No discussion of high availability is complete without a quick dive into disaster recovery. Technically, disaster recovery (DR) is not at all the same as high availability (HA). If you are going for HA, you are going to build things wall to wall, location to location, country to country that can handle some failure and still remain up. You will build a resilient environment from start to finish – soup to nuts, as they say.
But, bad things happen. This is a rule. It will happen when you least expect it. It could be a hurricane or a rogue collective of hackers that take down entire countries. It could be something much more catastrophic that I don’t even want to imagine it. While you’re building your utopian HA environment, you must also be having a disaster recovery conversation.
DR is NOT an IT decision, but a management decision. IT can start the conversation – and you should because you are a stakeholder – but management needs to drive and sign off on any DR discussion or plan. There are two main things to discuss:
Recovery Point Objective (RPO)
This is how much data you can lose. What’s the “point in time” you have to recover back to if something horrible happens. Can you lose a day’s worth of data/information? A week? A month? A minute? A second? The least amount of data you can lose, the lower the RPO, the more expensive things will be. You’ll need better software, hardware, processes, Internet bandwidth, and partnerships with offsite locations/gear.
Recovery Time Objective (RTO)
This is how quickly you get back up and running. In the case of something horrible happening, one of the network things is “when do I get my email back?” Or “when does our e-commerce site come back online?” Can you be down for a week? A day? An hour? The faster you need to recover and be fully operational, the more expensive things will be. Again, you’ll need better software, hardware, processes, and partnership. If your building is destroyed, chances are you don’t have an extra building across town.
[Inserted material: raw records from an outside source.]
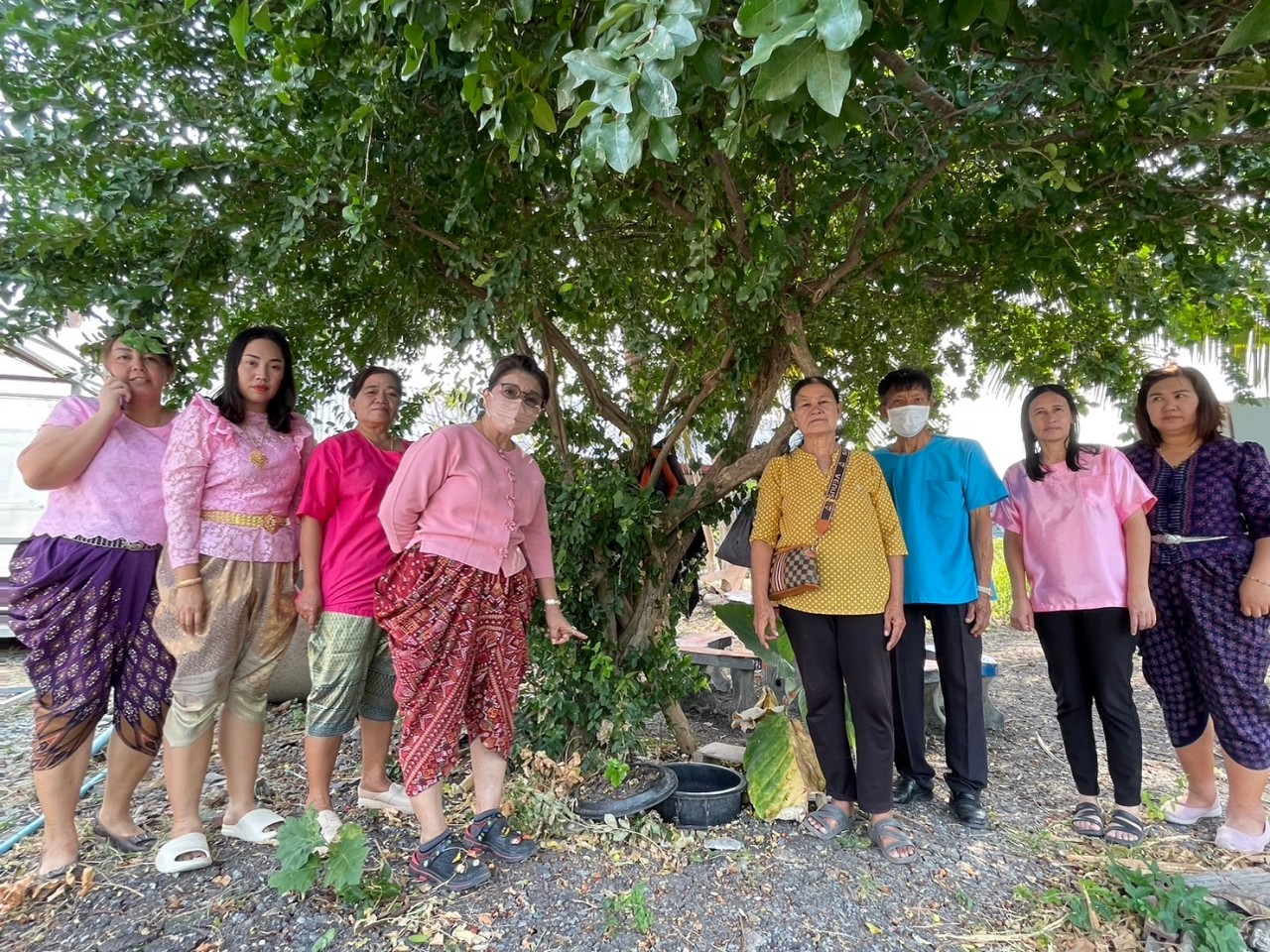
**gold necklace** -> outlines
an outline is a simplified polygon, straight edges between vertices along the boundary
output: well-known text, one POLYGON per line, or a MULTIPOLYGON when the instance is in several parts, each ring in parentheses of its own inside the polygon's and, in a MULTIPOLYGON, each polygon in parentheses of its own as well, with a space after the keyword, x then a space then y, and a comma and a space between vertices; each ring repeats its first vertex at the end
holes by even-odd
POLYGON ((243 426, 240 429, 243 430, 243 435, 246 437, 248 443, 251 444, 251 452, 246 458, 257 470, 263 470, 269 465, 269 457, 264 454, 262 448, 264 447, 264 442, 269 438, 269 424, 267 423, 264 425, 264 432, 259 437, 253 435, 251 430, 246 428, 246 420, 243 421, 243 426))

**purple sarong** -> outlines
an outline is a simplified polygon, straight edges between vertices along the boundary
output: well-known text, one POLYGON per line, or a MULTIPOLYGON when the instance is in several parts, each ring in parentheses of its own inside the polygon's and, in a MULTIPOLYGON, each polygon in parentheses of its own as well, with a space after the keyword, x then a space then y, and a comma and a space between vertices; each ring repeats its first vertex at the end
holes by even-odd
POLYGON ((9 625, 29 649, 34 769, 52 769, 77 750, 112 693, 119 739, 142 754, 159 751, 177 664, 150 626, 157 561, 157 550, 50 536, 14 553, 9 625))

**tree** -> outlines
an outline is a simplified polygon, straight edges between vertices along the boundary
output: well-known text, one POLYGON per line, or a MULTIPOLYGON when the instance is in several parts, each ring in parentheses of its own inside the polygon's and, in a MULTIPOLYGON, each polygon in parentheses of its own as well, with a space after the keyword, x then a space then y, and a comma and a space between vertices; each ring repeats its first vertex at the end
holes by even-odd
POLYGON ((6 333, 104 307, 207 377, 264 320, 311 390, 429 343, 540 353, 583 666, 631 678, 564 712, 594 736, 682 688, 673 566, 784 448, 756 435, 791 373, 845 381, 861 437, 897 362, 1125 392, 1149 334, 1261 340, 1248 8, 10 4, 6 333), (685 433, 714 465, 663 505, 634 473, 685 433))

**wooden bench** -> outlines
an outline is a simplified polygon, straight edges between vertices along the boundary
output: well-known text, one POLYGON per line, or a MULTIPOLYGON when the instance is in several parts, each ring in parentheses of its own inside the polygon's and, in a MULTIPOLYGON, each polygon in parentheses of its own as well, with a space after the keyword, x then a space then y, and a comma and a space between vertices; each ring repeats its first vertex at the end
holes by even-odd
POLYGON ((732 710, 745 711, 758 703, 754 671, 763 663, 754 654, 733 640, 730 635, 683 635, 676 638, 679 652, 702 668, 728 668, 732 670, 732 710))
MULTIPOLYGON (((979 664, 979 671, 983 678, 983 722, 988 730, 1005 730, 1006 716, 992 699, 992 683, 998 675, 997 659, 992 655, 984 655, 983 661, 979 664)), ((926 727, 927 730, 941 731, 946 721, 944 716, 944 692, 940 691, 940 666, 935 661, 935 647, 931 645, 926 646, 923 680, 926 684, 926 727)))

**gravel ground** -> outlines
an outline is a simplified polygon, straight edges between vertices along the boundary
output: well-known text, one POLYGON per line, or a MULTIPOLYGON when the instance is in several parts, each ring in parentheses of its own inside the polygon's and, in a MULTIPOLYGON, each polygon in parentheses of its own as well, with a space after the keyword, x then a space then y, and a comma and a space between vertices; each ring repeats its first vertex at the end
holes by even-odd
MULTIPOLYGON (((406 885, 396 900, 357 913, 328 891, 279 897, 267 886, 277 869, 273 852, 210 834, 216 866, 179 877, 154 872, 151 857, 128 859, 85 840, 84 859, 97 872, 91 891, 29 899, 0 914, 5 949, 216 949, 415 948, 451 949, 925 949, 1035 948, 1046 933, 1069 935, 1063 908, 1039 901, 1050 887, 1076 889, 1082 871, 1099 868, 1107 848, 1076 836, 1067 825, 1073 800, 1053 718, 1053 696, 1035 638, 1005 630, 988 633, 1001 663, 993 688, 1006 717, 989 735, 992 777, 986 793, 992 828, 970 833, 947 816, 941 787, 933 802, 900 809, 921 849, 909 867, 888 864, 869 848, 864 821, 852 835, 824 844, 794 824, 767 824, 748 810, 737 823, 707 834, 678 835, 655 820, 634 833, 575 828, 546 839, 541 858, 504 869, 485 889, 462 897, 429 896, 406 885), (734 840, 719 843, 719 838, 734 840), (719 849, 729 845, 733 849, 719 849), (1022 887, 1022 889, 1021 889, 1022 887)), ((17 652, 0 658, 3 670, 17 652)), ((690 712, 704 740, 730 739, 726 698, 715 696, 690 712), (712 712, 714 710, 714 712, 712 712)), ((1156 800, 1177 786, 1158 707, 1139 680, 1146 740, 1146 788, 1156 800)), ((30 715, 25 706, 0 708, 0 838, 36 815, 28 763, 30 715)), ((293 814, 304 797, 302 712, 271 711, 265 801, 293 814)), ((653 726, 665 744, 664 726, 653 726)), ((942 767, 942 740, 930 739, 942 767)), ((669 755, 669 754, 668 754, 669 755)), ((99 769, 99 768, 94 768, 99 769)), ((213 760, 212 770, 218 769, 213 760)), ((356 801, 356 762, 340 760, 337 805, 356 801)), ((460 791, 448 801, 461 807, 460 791)), ((224 784, 204 800, 213 817, 224 784)), ((80 810, 86 830, 97 796, 80 810)), ((138 795, 138 819, 166 829, 161 770, 138 795)), ((385 862, 404 882, 410 828, 399 819, 345 810, 373 842, 371 863, 385 862)), ((210 825, 215 829, 215 823, 210 825)), ((1166 869, 1220 868, 1229 859, 1212 847, 1215 821, 1196 835, 1156 824, 1134 850, 1166 869)), ((1124 850, 1116 850, 1124 854, 1124 850)), ((0 886, 13 883, 38 859, 38 836, 0 857, 0 886)), ((1086 946, 1092 948, 1092 946, 1086 946)), ((1121 946, 1123 947, 1123 946, 1121 946)))

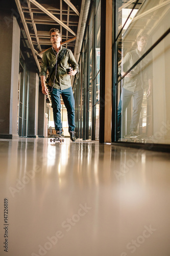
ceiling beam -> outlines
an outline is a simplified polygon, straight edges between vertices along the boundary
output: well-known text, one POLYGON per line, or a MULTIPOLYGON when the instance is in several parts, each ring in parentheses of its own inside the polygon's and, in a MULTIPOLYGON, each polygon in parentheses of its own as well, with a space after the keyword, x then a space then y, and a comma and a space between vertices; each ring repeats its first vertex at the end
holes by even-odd
POLYGON ((29 1, 30 1, 32 4, 34 4, 34 5, 38 7, 40 10, 41 10, 41 11, 43 11, 44 13, 48 15, 53 19, 55 20, 55 22, 56 22, 57 23, 61 25, 66 30, 68 30, 68 31, 72 34, 75 36, 76 36, 76 34, 75 34, 75 33, 71 29, 70 29, 67 26, 65 25, 60 20, 60 19, 57 18, 57 17, 52 14, 50 12, 49 12, 49 11, 44 8, 44 7, 39 4, 37 1, 36 1, 35 0, 29 0, 29 1))
POLYGON ((22 8, 21 8, 21 4, 20 3, 20 1, 19 0, 15 0, 15 1, 16 3, 16 5, 17 7, 21 19, 22 20, 22 24, 23 24, 23 27, 24 27, 25 31, 26 31, 27 37, 28 41, 29 42, 32 52, 33 53, 33 56, 34 56, 34 59, 35 60, 35 61, 36 62, 36 64, 37 65, 38 70, 39 71, 40 71, 41 68, 40 68, 40 66, 39 65, 37 57, 35 53, 34 47, 33 43, 32 42, 31 38, 30 36, 30 32, 29 32, 29 29, 28 28, 27 24, 26 23, 24 14, 23 14, 22 11, 22 8))
POLYGON ((68 5, 68 6, 72 9, 72 10, 76 12, 76 14, 78 15, 78 16, 80 16, 80 13, 78 12, 78 10, 77 8, 76 8, 75 6, 70 2, 69 0, 64 0, 65 3, 67 4, 67 5, 68 5))
POLYGON ((34 20, 33 14, 32 12, 31 8, 31 4, 30 4, 30 2, 29 1, 29 0, 27 0, 27 4, 28 4, 28 6, 29 9, 30 14, 30 16, 31 18, 32 23, 33 24, 33 29, 34 29, 34 33, 35 33, 35 36, 36 38, 36 40, 37 41, 38 47, 39 48, 39 50, 41 52, 41 46, 39 42, 39 39, 38 39, 38 37, 37 36, 37 31, 36 26, 35 22, 34 22, 34 20))

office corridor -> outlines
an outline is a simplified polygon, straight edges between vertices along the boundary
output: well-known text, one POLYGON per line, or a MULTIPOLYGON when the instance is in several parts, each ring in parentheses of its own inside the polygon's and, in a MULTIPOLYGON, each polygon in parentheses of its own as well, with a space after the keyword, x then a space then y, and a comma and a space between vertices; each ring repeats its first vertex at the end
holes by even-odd
POLYGON ((0 151, 1 256, 170 255, 169 154, 69 138, 0 151))

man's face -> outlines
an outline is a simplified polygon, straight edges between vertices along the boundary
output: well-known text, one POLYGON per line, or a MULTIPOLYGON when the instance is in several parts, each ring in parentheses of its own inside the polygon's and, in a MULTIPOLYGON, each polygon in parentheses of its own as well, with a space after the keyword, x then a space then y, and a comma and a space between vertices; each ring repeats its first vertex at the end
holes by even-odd
POLYGON ((58 32, 53 32, 51 34, 51 41, 52 44, 57 44, 60 42, 61 37, 60 37, 58 32))
POLYGON ((138 47, 141 48, 145 48, 148 43, 148 39, 147 37, 142 36, 140 40, 137 42, 138 47))

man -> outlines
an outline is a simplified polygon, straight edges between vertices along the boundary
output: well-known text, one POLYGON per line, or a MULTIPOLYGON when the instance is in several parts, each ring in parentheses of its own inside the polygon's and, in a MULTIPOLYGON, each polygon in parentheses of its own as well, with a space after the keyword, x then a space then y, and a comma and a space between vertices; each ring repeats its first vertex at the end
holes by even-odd
MULTIPOLYGON (((141 34, 137 38, 137 49, 127 53, 124 58, 122 66, 118 68, 118 73, 122 76, 139 60, 145 53, 148 35, 141 34)), ((124 116, 132 97, 133 98, 133 115, 130 126, 131 137, 137 136, 136 130, 139 122, 140 112, 143 97, 145 78, 148 80, 147 96, 151 95, 152 86, 152 70, 151 59, 147 55, 140 61, 124 78, 120 101, 117 111, 117 135, 120 137, 122 114, 124 116)))
POLYGON ((61 34, 60 31, 52 28, 50 30, 50 35, 52 47, 45 51, 42 58, 40 72, 42 92, 43 94, 47 95, 45 79, 48 70, 48 77, 50 77, 48 88, 51 96, 56 134, 59 136, 64 137, 62 134, 62 125, 61 120, 61 95, 67 111, 68 132, 70 139, 75 141, 75 100, 70 76, 75 76, 79 72, 79 65, 70 50, 66 49, 61 45, 61 34), (71 68, 68 74, 67 74, 66 69, 70 66, 71 68))

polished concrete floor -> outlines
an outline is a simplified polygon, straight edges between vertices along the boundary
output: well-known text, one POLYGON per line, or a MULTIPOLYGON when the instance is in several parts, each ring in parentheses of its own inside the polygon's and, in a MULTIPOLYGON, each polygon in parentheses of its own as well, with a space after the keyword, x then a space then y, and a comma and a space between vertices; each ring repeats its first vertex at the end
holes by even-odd
POLYGON ((169 256, 169 154, 23 138, 0 156, 1 256, 169 256))

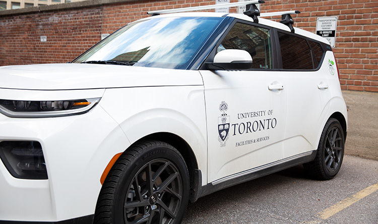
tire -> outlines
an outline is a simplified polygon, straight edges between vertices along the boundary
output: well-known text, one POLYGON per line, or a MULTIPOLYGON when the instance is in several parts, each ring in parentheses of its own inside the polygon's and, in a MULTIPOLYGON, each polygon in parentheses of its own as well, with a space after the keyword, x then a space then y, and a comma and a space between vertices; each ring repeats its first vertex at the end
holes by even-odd
POLYGON ((339 172, 344 150, 344 131, 339 121, 330 118, 326 123, 313 161, 303 164, 312 177, 330 180, 339 172))
POLYGON ((101 188, 94 223, 178 224, 189 197, 184 159, 173 146, 146 141, 125 151, 101 188))

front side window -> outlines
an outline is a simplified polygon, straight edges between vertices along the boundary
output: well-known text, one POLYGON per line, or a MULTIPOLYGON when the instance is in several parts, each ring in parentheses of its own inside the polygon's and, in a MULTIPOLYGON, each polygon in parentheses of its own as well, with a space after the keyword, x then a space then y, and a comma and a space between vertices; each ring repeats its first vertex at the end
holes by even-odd
POLYGON ((305 39, 279 32, 284 69, 313 69, 312 57, 305 39))
POLYGON ((232 27, 217 48, 247 51, 252 57, 252 69, 272 68, 272 45, 270 30, 237 23, 232 27))
POLYGON ((185 69, 223 19, 168 17, 133 23, 73 62, 185 69))

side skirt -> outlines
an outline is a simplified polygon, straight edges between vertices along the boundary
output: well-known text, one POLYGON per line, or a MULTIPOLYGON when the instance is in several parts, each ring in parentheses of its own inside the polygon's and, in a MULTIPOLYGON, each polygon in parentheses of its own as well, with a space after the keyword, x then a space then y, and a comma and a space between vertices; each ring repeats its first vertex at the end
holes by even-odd
POLYGON ((196 170, 197 183, 195 185, 194 189, 192 192, 191 202, 195 202, 201 197, 224 188, 269 175, 290 167, 310 162, 315 159, 316 154, 317 151, 315 150, 295 155, 226 177, 204 186, 202 186, 202 174, 201 170, 196 170))
POLYGON ((0 224, 92 224, 93 223, 94 215, 79 217, 72 219, 59 221, 2 221, 0 224))

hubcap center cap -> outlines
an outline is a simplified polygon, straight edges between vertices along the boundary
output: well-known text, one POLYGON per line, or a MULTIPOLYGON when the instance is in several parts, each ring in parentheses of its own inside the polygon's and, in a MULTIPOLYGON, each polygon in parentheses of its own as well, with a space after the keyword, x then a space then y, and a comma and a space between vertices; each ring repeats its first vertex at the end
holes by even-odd
POLYGON ((156 201, 157 201, 157 195, 155 194, 153 194, 152 195, 151 195, 150 197, 150 199, 149 200, 149 202, 150 202, 150 204, 151 205, 154 205, 156 203, 156 201))

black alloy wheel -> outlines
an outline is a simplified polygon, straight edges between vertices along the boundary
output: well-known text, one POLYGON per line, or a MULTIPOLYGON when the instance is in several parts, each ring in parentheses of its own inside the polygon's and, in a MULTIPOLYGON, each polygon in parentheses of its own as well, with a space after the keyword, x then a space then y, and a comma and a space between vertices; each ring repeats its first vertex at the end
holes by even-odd
POLYGON ((313 177, 321 180, 333 178, 340 171, 344 157, 345 138, 339 121, 330 118, 322 133, 316 157, 303 164, 313 177))
POLYGON ((158 141, 134 144, 119 157, 97 201, 95 223, 178 224, 189 196, 184 159, 158 141))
You’ll have to build some partnership to perhaps share a rack, or a building, or co-location facility, or sister company location.
You want to make sure you have backup and replication (or both) technologies and processes in place to assist with your RPO/RTO. Get that data offsite and easily accessed.
You probably want “extra gear” and that’s hard. In small/isolated failures, like a network closet, you probably have warranties in place to get gear in a few hours (or days). But what about the meantime? Can your company afford to have a whole section of users down and not working? Maybe you need some gear on a shelf you can swap out, and then put the newly-replaced gear on the shelf for next time.
We’ve discussed gateway networking, and BGP, and how to make that resilient. But what if you’re in a DR situation and you have to move services from A to B and your IP addresses change? That means you probably have DNS entries that need to change…quickly. There are technologies and services that can provide automated DNS heartbeat/failover too. If your RPO/RTO is low and you need to swing production in a matter of seconds or minutes, you can do that with enough planning.
At the end of the day, with DR (and most any HA discussion), management needs to understand how decisions affect the use of technology. Remember, IT is typically a cost center. When things run well, IT doesn’t exist. When bad things happen, IT is the scapegoat. A clear partnership between IT and management is required to understand how IT is used in the organization and how it needs to remain active (as best as possible) when bad things happen. Which they will. We promise.